# "wattle" fencing, anyone ever make one?



## secuono (Sep 28, 2011)

From the Mulberry tree's trimming, I think I have enough to make at least part of the garden fence in wattle style.

Has anyone ever made a fence from branches? Either weaved or just more simple TTT style?


















http://www.inspirationgreen.com/wattle-fence.html

http://www.bramble-and-bean.com/2011/08/wattle-i-wot.html


----------



## Skandi (Oct 21, 2014)

No, but I am planning on it very soon, I've been saving all the sapplings and cuts from the trees as I clear my new place. so I will be watching this thread to see if anyone has done it and can advise on it. (I have made hazel hurdles before but not with "scrap" wood)


----------



## Guest (Nov 29, 2014)

Skandi said:


> No, but I am planning on it very soon, I've been saving all the sapplings and cuts from the trees as I clear my new place. so I will be watching this thread to see if anyone has done it and can advise on it. (I have made hazel hurdles before but not with "scrap" wood)


Wouldn't the saplings have to be used while green to weave a fence like the one above ?


----------



## Skandi (Oct 21, 2014)

WV Hillbilly said:


> Wouldn't the saplings have to be used while green to weave a fence like the one above ?


I was thinking of the saplings as the posts but you can soak dry ones to get them to bend again. 3-5 days seems to be long enough for hazel I've never tried willow or any other wood though.


----------



## watcher (Sep 4, 2006)

I don't know about where ya'll live but here the termites, carpenter bees, ants and the weather would render something like that next to useless in a year or two.


----------



## varangian (Nov 20, 2014)

They're pretty good as far as a fence goes, I made one at my house just out of the smaller sticks and branches I didn't use for firewood.

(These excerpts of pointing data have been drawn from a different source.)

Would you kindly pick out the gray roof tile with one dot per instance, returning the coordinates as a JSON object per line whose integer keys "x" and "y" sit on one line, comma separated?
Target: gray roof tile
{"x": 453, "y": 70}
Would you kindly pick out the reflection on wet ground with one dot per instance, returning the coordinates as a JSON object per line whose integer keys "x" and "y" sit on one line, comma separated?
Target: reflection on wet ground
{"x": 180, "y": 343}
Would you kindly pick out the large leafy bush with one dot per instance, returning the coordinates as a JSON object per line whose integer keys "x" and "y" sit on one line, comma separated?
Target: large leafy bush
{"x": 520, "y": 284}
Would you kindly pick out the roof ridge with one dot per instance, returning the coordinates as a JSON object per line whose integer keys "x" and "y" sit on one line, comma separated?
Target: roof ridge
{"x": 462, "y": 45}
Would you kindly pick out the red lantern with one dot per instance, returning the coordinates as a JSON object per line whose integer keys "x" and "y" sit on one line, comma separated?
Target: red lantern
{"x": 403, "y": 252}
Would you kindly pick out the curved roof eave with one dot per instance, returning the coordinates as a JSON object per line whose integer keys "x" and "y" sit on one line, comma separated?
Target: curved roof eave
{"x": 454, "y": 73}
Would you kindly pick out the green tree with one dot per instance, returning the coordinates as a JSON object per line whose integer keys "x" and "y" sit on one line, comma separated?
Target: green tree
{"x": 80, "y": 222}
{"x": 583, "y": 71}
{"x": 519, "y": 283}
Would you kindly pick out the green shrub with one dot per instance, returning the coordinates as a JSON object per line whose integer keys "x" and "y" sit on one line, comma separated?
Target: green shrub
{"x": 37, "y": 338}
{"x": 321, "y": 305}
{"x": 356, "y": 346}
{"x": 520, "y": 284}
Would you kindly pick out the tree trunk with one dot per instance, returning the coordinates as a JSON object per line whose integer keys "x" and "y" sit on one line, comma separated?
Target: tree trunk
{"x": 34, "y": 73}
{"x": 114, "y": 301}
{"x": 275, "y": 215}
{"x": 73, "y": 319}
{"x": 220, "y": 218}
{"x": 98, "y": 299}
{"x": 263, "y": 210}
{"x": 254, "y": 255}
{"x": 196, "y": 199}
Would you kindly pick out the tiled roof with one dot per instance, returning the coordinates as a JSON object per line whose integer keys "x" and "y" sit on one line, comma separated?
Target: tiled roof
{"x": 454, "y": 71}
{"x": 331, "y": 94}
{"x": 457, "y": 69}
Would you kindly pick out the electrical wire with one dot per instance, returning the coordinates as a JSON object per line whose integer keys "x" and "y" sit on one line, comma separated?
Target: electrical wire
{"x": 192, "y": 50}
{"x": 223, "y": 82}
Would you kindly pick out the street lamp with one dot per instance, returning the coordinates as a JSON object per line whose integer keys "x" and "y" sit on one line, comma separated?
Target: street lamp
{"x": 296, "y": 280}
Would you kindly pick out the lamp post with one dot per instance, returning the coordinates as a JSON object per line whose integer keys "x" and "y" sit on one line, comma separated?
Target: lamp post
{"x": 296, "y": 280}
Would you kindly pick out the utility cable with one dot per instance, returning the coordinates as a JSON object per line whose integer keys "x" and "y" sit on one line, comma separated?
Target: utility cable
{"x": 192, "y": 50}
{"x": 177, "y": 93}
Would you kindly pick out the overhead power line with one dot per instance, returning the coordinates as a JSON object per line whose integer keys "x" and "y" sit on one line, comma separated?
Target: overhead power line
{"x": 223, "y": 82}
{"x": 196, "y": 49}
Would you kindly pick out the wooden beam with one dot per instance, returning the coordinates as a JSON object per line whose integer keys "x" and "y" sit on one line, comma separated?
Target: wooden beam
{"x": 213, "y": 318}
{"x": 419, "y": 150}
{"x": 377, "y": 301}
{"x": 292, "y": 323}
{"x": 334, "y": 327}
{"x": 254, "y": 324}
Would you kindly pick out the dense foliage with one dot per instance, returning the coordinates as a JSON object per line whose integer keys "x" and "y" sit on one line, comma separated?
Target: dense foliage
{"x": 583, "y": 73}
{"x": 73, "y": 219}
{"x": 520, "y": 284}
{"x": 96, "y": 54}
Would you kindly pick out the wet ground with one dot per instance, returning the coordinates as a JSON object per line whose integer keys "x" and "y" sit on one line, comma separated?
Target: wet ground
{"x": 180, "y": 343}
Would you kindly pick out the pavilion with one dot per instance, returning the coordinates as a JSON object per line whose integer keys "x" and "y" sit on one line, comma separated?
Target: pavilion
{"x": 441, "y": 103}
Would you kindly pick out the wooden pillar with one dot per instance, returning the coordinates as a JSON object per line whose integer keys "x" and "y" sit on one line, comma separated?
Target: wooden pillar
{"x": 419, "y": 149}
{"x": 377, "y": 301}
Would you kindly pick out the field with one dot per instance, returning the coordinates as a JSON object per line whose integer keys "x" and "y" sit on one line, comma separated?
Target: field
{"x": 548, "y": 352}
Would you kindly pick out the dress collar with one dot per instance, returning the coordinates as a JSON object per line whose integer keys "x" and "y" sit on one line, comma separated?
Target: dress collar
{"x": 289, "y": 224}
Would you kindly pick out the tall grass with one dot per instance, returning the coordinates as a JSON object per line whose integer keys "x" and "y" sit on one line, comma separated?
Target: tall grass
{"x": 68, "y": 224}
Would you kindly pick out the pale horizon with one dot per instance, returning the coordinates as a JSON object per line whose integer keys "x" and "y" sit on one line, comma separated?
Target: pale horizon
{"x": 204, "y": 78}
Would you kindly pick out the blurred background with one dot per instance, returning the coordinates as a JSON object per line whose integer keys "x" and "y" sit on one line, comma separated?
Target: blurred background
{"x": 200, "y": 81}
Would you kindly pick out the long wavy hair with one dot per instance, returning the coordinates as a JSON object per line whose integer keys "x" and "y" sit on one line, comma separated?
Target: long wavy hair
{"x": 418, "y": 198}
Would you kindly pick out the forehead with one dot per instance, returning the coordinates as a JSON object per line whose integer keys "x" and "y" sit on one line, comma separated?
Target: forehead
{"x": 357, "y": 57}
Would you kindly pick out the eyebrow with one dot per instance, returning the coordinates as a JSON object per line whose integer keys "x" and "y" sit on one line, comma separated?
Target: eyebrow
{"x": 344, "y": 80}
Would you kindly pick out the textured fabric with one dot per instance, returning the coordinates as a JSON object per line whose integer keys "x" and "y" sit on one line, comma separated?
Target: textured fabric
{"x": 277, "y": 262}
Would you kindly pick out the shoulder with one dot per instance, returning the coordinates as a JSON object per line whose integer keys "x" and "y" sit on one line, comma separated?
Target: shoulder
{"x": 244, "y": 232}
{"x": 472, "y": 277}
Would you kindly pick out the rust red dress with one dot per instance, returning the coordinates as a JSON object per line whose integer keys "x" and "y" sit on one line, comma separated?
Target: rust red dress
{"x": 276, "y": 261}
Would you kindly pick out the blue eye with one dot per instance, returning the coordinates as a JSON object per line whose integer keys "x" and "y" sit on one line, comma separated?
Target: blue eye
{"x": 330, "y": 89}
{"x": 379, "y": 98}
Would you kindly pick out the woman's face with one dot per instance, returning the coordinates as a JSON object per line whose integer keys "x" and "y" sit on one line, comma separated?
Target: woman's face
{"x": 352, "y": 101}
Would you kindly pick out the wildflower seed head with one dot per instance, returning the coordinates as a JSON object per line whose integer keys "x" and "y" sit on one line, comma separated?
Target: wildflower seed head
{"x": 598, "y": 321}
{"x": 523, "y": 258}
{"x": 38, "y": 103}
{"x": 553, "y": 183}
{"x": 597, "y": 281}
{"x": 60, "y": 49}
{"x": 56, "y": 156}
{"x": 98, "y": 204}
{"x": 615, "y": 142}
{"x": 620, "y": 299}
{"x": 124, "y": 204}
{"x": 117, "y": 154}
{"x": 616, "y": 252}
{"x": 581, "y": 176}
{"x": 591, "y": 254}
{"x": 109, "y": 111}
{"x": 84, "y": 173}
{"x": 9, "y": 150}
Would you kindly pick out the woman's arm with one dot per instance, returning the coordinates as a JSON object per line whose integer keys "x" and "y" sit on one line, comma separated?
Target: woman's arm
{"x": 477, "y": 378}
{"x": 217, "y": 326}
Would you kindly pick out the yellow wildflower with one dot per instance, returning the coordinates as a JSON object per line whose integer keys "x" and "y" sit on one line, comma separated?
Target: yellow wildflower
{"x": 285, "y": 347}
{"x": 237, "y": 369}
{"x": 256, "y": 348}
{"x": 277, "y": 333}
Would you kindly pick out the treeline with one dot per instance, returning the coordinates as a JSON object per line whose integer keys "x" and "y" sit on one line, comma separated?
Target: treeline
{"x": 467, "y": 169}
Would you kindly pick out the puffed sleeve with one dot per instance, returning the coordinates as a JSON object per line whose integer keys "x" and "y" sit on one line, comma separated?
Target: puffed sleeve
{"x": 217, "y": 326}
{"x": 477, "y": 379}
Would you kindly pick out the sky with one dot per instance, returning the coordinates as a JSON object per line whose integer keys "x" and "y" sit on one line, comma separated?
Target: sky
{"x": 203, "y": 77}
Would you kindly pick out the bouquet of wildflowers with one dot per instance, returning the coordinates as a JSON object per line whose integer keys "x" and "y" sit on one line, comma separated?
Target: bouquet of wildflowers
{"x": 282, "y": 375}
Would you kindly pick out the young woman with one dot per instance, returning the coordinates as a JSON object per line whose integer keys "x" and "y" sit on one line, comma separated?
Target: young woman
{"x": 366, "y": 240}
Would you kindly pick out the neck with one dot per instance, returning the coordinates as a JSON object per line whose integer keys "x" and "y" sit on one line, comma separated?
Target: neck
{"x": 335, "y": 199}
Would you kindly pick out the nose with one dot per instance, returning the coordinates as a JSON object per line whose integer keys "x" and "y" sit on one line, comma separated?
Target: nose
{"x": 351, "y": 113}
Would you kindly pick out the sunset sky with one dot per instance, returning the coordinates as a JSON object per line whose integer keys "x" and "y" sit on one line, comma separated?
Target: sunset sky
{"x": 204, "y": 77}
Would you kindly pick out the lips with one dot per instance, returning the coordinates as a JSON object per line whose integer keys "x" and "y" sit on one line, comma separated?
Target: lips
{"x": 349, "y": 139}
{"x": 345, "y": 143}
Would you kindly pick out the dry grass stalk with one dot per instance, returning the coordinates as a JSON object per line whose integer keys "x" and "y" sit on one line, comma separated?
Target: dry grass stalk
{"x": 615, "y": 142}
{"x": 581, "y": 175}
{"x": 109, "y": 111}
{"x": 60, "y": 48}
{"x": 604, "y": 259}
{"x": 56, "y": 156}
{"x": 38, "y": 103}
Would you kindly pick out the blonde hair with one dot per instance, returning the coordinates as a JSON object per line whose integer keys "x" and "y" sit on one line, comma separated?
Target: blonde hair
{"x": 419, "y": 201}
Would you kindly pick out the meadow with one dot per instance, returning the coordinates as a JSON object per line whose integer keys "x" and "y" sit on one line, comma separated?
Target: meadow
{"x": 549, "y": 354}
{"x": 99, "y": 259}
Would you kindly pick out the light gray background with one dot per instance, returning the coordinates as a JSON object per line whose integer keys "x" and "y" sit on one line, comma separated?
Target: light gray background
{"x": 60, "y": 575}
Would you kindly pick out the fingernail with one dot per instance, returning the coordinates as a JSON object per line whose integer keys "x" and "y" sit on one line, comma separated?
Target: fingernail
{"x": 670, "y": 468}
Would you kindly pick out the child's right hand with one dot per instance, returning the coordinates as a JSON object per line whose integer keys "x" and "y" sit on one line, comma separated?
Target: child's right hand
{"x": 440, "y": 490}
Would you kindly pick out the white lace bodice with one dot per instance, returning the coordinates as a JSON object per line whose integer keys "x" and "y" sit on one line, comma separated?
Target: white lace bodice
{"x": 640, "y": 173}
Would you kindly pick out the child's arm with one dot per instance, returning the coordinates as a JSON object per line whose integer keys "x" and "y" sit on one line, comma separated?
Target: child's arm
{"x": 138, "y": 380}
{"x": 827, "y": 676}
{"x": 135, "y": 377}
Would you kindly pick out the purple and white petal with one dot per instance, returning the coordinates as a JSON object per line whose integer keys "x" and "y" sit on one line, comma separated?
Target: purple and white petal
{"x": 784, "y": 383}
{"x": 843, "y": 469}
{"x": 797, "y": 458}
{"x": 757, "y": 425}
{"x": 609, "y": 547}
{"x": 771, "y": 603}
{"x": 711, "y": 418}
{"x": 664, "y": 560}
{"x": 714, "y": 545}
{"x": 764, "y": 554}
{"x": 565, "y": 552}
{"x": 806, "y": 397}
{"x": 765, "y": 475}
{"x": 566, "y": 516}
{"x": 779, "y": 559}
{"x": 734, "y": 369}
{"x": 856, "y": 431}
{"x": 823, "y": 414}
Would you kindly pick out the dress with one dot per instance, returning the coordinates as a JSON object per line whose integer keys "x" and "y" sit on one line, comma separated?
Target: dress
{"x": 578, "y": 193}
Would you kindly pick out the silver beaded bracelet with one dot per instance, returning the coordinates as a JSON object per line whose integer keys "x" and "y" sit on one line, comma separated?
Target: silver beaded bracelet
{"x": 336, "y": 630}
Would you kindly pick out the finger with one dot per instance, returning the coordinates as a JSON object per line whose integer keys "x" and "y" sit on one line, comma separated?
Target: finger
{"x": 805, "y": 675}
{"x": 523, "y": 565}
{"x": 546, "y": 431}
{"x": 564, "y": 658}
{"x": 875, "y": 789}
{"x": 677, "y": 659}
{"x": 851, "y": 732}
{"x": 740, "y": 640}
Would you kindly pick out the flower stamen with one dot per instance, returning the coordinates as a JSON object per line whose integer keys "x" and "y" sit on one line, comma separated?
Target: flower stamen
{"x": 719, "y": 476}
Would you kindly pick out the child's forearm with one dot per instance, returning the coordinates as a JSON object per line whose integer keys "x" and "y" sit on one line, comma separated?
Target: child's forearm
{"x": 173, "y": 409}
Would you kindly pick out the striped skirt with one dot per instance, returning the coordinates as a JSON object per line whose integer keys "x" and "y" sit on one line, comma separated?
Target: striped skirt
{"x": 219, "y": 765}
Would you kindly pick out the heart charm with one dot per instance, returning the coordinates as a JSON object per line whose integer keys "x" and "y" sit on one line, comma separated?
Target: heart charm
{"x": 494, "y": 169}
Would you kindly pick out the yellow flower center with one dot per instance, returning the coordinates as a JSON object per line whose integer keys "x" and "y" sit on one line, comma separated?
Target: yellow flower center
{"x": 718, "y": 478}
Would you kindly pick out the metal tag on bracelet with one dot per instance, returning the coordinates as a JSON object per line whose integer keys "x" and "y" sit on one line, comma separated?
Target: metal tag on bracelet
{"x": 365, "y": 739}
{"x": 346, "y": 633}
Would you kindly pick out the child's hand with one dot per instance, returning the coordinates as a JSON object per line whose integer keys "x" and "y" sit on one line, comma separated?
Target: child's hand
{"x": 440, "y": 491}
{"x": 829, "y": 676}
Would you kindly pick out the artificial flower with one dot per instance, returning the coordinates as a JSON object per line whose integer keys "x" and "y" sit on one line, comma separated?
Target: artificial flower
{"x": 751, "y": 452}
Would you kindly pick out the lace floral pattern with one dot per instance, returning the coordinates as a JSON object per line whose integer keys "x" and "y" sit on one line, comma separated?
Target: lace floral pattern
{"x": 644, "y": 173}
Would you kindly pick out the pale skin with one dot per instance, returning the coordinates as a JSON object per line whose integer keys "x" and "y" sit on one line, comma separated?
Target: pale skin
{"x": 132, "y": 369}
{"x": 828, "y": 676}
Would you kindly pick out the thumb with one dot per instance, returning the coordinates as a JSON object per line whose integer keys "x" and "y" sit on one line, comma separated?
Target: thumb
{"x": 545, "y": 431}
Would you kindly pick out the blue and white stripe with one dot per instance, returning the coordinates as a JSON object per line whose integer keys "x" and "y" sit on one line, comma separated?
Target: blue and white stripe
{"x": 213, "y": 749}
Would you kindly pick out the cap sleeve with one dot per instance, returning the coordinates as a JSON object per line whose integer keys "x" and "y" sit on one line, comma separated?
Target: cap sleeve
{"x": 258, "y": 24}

It doesn't look anywhere near as good as those pics but it serves it's purpose, I like it because if you build it in sections of three or four posts at a time they are relatively easy to move around where they're needed without having to take apart an entire fence


----------



## Tyler520 (Aug 12, 2011)

I've worked on a couple of them.

the ones you have shown are technically just 'wattling' (the strips of wood)

'daubing' included the application of of a mud finish.

Are you actually wanting just a wattle fence, or wattle AND daub?

The uprights can be seasoned, but the woven lathes should be green saplings. Size of the members are dependent on size of fence and spacing of the posts, so it would be hard to give an estimate on diameter of each element


----------